In 9 to 5 (1980) Jane Fonda, Dolly Parton, and Lily Tomlin force their sexist boss into isolation by taking him captive. While he’s safely locked up at home, they transform their workplace culture from one of bullying and harassment to one of tolerance and understanding. They introduce flexible working and job sharing – and when the boss is freed, there’s no going back.
Many of us are currently seeing our own workplace cultures transform with a sudden rise in virtual working. And even those who already encouraged flexible working are finding that they need to be more flexible than ever as many employees combine working with primary school phonics and checking in on elderly relatives.
For leaders, this is an opportunity to experiment with new ways of working and build virtual collaboration. If we embrace experimentation to spark innovation, we are more likely to succeed in these challenging times. If we can learn from our experiences and embed some of our new ways of working rather than reverting to the old ways, we’re more likely to sustain that success.
Another classic from 1980 is Stir Crazy, where Richard Pryor and Gene Wilder’s characters Harry and Skip are thrown into a maximum-security prison after robbing a bank. Harry is terrified, whereas Skip is so glass-half-full that he even views a period of solitary confinement as an opportunity for self-reflection. If you’re going a little stir crazy yourself already, this entertaining comedy might be a welcome diversion. You never know, like Skip, you might end up quite enjoying life on the inside.
Fast forward to 1989 (I feel my selection so far may be showing my age somewhat) and Melanie Griffiths playing Tess McGill in Working Girl. Tess is a PA who shares an excellent investment tip with her conniving boss. When said boss passes Tess’s idea off as her own, Tess assumes her identity to initiate a major deal. The whole thing backfires, but ultimately Tess is recognised for her business nous. The lesson from this one? Grab this opportunity to increase workplace agility while you can. As Carly Simon sings in Jerusalem, the movie’s uplifting theme tune, it’s there for the taking.

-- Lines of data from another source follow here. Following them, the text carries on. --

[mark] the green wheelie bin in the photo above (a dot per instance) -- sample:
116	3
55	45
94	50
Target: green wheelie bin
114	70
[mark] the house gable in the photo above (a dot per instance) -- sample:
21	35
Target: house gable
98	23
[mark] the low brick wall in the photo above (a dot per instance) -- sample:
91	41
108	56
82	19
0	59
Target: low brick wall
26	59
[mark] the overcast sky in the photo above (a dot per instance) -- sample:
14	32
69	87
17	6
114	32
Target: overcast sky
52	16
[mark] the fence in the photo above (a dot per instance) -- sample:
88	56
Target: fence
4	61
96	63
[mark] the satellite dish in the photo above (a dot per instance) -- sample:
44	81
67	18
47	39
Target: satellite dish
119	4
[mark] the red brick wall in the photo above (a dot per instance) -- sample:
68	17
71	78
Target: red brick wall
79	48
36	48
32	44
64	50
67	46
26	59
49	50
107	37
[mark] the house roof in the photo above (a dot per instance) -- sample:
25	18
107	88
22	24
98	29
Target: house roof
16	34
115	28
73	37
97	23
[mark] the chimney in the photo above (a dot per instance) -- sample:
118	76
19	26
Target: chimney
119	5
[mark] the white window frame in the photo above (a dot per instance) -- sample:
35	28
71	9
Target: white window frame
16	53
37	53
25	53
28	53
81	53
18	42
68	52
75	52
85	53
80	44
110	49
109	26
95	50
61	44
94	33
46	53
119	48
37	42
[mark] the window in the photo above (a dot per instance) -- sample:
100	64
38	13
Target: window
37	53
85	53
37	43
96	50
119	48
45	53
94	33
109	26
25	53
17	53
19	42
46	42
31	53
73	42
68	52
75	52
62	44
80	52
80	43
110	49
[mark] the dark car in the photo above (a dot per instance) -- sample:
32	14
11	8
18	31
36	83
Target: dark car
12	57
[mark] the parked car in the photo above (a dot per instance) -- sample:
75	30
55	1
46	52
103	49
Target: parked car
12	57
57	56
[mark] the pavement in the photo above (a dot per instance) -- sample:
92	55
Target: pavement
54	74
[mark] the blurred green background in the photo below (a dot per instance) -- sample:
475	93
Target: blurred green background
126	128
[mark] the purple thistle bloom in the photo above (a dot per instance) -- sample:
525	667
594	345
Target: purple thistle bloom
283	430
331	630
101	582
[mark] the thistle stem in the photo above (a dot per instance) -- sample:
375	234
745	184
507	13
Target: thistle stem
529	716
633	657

My final recommendation brings us (almost) right up to the present day. And it’s just as well you’re spending more time at home, because 2019’s The Irishman runs to a whopping three-and-a-half hours. Robert De Niro plays Frank Sheeran, who is skilled at ‘painting houses’ (a euphemism for contract killing) and is highly valued for his added ability to ‘do his own carpentry’ (getting rid of the bodies).
Frank’s chosen profession brings him friends in high places and plenty of money. However, the film finishes (spoiler alert) with an elderly Frank sitting alone in a wheelchair in his nursing home, alienated from his family. My reflection looking at sad Frank is to use this period of isolation to connect with my family, friends and colleagues more, even if it’s through a screen.
As Dorothy says in The Wizard of Oz, ‘There’s no place like home.’ And if I may squeeze in one other quote, this time from Scarlett O’Hara in Gone With The Wind, ‘Tomorrow is another day.’